SETUP, THRESHOLDS AND ENVIRONMENT¶
What this section does:
Before looking at a single row of data, we do three things:
First, we load every library the audit will need. This ensures every subsequent section runs without import errors.
Second, we set pass/fail thresholds for every metric we will measure. This is non-negotiable. Setting thresholds after seeing results is how bias gets hidden in audits. We define what counts as passing before we know whether we pass.
Third, we set a reproducibility seed. Anyone who runs this notebook with the same seed on the same data should get identical results. This is what makes the audit independently verifiable.
In [1]:
# ── SECTION 1: SETUP ─────────────────────────────────────────────────────────
import warnings
warnings.filterwarnings('ignore')
import pandas as pd
import numpy as np
import matplotlib.pyplot as plt
import matplotlib.patches as mpatches
import seaborn as sns
from datetime import datetime
from scipy import stats
from scipy.stats import ks_2samp
# Machine Learning
from sklearn.model_selection import train_test_split
from sklearn.preprocessing import LabelEncoder
from sklearn.metrics import (
matthews_corrcoef, log_loss,
precision_recall_curve, auc,
confusion_matrix, classification_report
)
from xgboost import XGBClassifier
from imblearn.over_sampling import SMOTE
# Fairness
from fairlearn.metrics import (
demographic_parity_difference,
equalized_odds_difference
)
# Explainability
import shap
# ── REPRODUCIBILITY ───────────────────────────────────────────────────────────
# A fixed seed means anyone running this notebook gets identical results.

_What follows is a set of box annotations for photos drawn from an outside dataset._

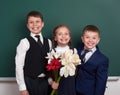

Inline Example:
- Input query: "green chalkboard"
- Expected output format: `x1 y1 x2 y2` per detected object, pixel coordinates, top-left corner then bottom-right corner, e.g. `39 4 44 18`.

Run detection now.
0 0 120 77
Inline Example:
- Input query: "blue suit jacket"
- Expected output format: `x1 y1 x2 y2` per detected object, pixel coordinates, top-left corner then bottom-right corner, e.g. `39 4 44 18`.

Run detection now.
76 46 109 95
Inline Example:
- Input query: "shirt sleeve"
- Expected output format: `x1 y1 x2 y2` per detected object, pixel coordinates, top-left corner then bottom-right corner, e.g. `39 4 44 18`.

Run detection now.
15 38 29 91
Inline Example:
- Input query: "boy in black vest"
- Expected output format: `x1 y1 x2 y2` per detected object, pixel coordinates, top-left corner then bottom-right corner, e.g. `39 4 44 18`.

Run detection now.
15 11 52 95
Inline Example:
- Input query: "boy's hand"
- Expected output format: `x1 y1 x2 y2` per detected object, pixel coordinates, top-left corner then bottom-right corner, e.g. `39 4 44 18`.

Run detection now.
51 82 59 89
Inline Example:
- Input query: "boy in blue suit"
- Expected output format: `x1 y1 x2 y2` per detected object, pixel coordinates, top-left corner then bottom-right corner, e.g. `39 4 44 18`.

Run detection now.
76 25 109 95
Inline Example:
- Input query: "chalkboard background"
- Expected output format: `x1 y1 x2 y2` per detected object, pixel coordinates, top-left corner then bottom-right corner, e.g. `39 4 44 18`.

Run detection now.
0 0 120 77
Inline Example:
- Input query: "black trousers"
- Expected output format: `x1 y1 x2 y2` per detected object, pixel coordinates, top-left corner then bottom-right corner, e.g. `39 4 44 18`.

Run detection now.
25 76 48 95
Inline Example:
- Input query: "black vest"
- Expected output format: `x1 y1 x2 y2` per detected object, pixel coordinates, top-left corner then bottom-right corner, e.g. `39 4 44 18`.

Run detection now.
24 36 49 78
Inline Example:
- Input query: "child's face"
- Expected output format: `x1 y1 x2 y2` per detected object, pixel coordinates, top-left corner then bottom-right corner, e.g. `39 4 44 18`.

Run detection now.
55 27 70 47
82 31 100 49
27 16 44 34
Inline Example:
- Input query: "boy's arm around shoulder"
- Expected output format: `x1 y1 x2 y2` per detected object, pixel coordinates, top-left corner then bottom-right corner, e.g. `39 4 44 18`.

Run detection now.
95 55 109 95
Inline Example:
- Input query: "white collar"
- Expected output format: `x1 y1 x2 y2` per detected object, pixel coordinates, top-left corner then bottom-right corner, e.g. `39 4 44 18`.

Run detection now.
55 45 69 53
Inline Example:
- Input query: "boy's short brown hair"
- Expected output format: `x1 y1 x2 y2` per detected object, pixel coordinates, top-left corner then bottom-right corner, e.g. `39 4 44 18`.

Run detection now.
82 25 100 36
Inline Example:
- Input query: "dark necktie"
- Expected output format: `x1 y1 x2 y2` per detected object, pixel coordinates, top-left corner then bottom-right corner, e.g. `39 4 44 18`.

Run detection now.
80 50 89 63
35 35 42 47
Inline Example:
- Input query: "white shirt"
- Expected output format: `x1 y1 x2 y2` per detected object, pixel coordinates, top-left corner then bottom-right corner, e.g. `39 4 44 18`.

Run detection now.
82 47 96 63
15 33 52 91
55 45 77 53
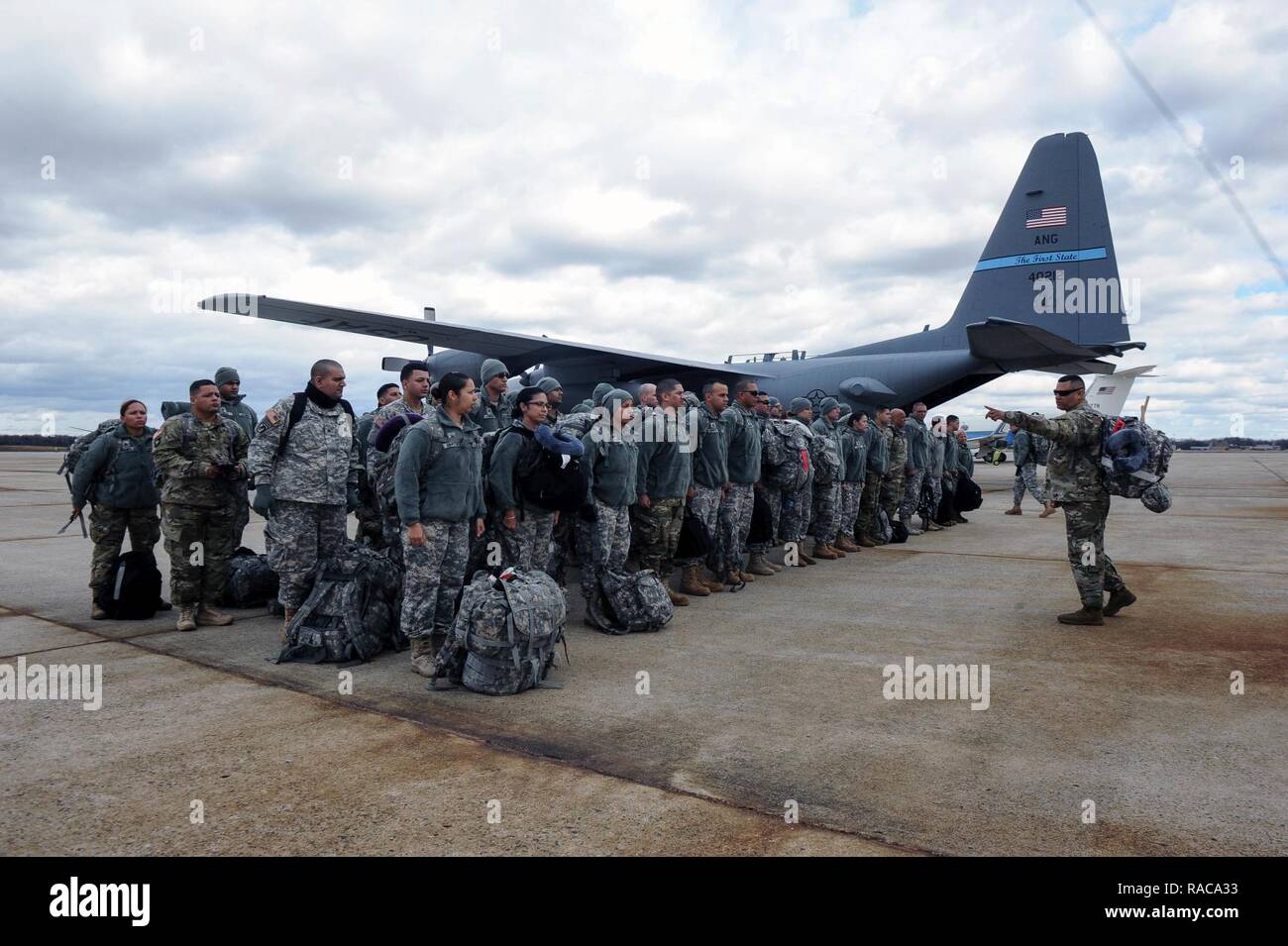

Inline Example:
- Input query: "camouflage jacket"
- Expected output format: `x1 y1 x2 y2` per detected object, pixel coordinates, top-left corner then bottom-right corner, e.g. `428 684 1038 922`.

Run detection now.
152 414 246 506
219 394 259 443
469 391 510 434
886 423 909 476
360 397 430 487
1002 403 1109 502
903 414 930 470
250 394 361 506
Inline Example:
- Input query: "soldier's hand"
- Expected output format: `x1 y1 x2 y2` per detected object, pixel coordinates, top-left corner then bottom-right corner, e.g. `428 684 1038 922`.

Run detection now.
250 482 273 519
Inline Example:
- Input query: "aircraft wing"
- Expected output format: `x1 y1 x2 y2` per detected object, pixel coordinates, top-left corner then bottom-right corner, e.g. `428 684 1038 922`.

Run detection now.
966 318 1145 374
200 293 756 381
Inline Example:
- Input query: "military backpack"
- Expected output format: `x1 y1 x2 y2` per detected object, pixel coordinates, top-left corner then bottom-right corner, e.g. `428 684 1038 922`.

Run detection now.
760 418 812 493
429 569 567 696
274 539 403 663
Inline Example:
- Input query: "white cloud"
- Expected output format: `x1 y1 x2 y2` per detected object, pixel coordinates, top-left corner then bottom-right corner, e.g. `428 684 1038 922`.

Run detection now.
0 1 1288 436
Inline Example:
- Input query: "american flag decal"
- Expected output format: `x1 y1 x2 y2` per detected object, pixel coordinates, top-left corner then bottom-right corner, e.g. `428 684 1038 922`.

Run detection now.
1024 207 1069 231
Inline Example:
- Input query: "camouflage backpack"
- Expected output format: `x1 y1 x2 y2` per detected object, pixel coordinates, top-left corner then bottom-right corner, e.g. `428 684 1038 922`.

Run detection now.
429 569 567 696
760 420 812 491
274 539 404 664
1100 417 1176 499
56 417 121 486
587 569 675 635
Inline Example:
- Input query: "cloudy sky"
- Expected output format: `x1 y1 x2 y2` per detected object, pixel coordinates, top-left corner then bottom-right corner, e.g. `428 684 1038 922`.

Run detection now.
0 0 1288 438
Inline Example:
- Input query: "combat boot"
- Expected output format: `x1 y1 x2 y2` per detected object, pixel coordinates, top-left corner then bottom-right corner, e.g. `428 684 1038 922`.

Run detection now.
1055 605 1105 627
411 636 437 677
680 565 711 597
1105 586 1136 618
197 605 233 627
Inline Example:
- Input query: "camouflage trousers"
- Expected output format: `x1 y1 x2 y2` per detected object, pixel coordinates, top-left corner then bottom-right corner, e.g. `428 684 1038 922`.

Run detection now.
631 497 684 581
161 502 237 609
881 468 903 525
233 484 250 551
265 499 349 607
675 482 724 572
836 482 863 539
899 470 926 525
747 482 783 555
400 519 474 637
1060 495 1124 607
717 482 756 572
1013 464 1046 506
782 482 814 546
89 506 161 593
492 510 555 574
808 481 841 543
577 499 631 601
859 470 881 538
926 473 944 521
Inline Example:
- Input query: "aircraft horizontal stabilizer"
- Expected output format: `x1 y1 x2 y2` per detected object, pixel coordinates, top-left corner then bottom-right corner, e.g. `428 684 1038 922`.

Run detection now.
201 295 755 381
966 319 1133 374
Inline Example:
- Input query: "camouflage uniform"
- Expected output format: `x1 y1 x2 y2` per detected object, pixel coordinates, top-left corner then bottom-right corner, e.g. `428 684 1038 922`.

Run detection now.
402 519 473 638
1013 430 1046 506
859 423 890 539
881 423 909 524
89 504 161 594
219 394 259 550
152 414 246 609
250 395 360 609
1004 403 1124 609
715 482 756 572
577 499 631 601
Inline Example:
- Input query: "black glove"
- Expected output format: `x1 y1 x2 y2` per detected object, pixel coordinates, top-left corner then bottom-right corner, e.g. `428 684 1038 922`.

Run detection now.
250 482 273 519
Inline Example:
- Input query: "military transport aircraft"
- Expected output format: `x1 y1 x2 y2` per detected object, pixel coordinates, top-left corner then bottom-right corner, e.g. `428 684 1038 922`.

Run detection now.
201 133 1143 410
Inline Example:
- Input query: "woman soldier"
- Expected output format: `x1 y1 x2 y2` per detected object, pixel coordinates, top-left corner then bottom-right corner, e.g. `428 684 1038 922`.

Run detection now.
72 399 161 620
581 387 639 627
488 386 559 572
394 370 486 677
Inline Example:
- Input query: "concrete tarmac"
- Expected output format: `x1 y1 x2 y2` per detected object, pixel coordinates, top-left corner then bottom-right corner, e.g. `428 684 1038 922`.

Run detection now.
0 453 1288 855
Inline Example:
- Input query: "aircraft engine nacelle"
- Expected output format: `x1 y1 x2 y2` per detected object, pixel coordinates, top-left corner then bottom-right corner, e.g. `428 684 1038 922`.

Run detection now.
838 377 894 404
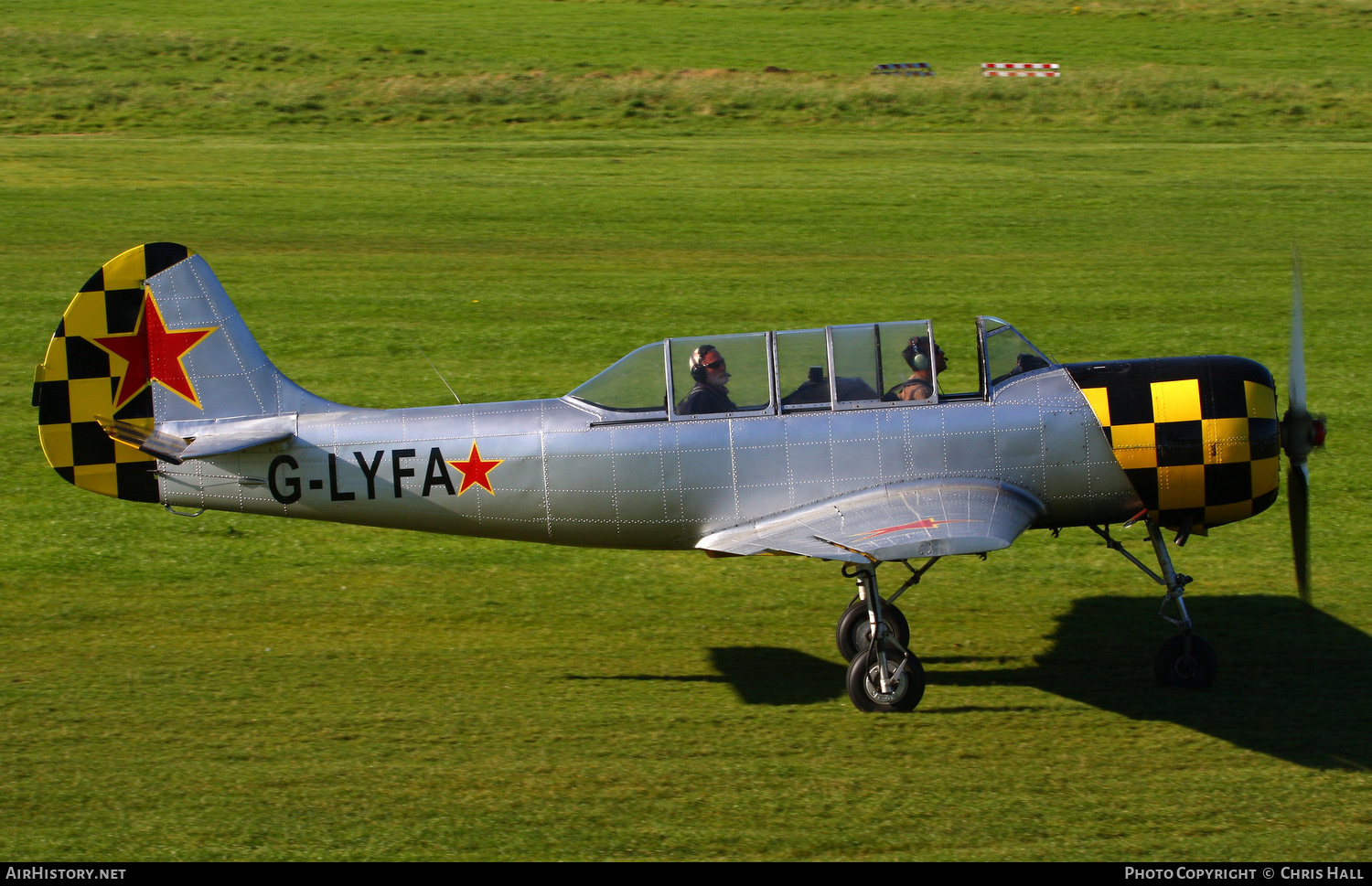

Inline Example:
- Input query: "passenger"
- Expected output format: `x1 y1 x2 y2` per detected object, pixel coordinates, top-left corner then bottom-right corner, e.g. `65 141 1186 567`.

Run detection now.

# Same seed, same data, same outputs. No variance between runs.
RANDOM_STATE = 42
np.random.seed(RANDOM_STATE)
# ── PASS/FAIL THRESHOLDS ──────────────────────────────────────────────────────
# Set before any results are seen.
# [ClearBoxAI Standard] = internal rule
# [BoG CISD 2026] = Bank of Ghana binding requirement
THRESHOLDS = {
'SPD': 0.10, # Fairness [ClearBoxAI Standard]
'EOD': 0.10, # Fairness [ClearBoxAI Standard]
'MCC': 0.50, # Performance [ClearBoxAI Standard]
'LOG_LOSS': 0.40, # Performance [ClearBoxAI Standard]
'PR_AUC': 0.70, # Performance [ClearBoxAI Standard]
'KS': 0.30, # Performance [Ghana banking industry standard]
}
print('=' * 58)
print(' ClearBoxAI Fraud Detection Audit Thresholds')
print(f' Audit ID : CBA-2026-002')
print(f' Run Date : {datetime.now().strftime("%Y-%m-%d %H:%M")}')
print('=' * 58)
print('\nPass/Fail Thresholds (defined before any results are seen):')
for k, v in THRESHOLDS.items():
print(f' {k:<12} threshold = {v}')
print('\nSetup complete. Ready to begin audit.')
========================================================== ClearBoxAI Fraud Detection Audit Thresholds Audit ID : CBA-2026-002 Run Date : 2026-04-20 19:09 ========================================================== Pass/Fail Thresholds (defined before any results are seen): SPD threshold = 0.1 EOD threshold = 0.1 MCC threshold = 0.5 LOG_LOSS threshold = 0.4 PR_AUC threshold = 0.7 KS threshold = 0.3 Setup complete. Ready to begin audit.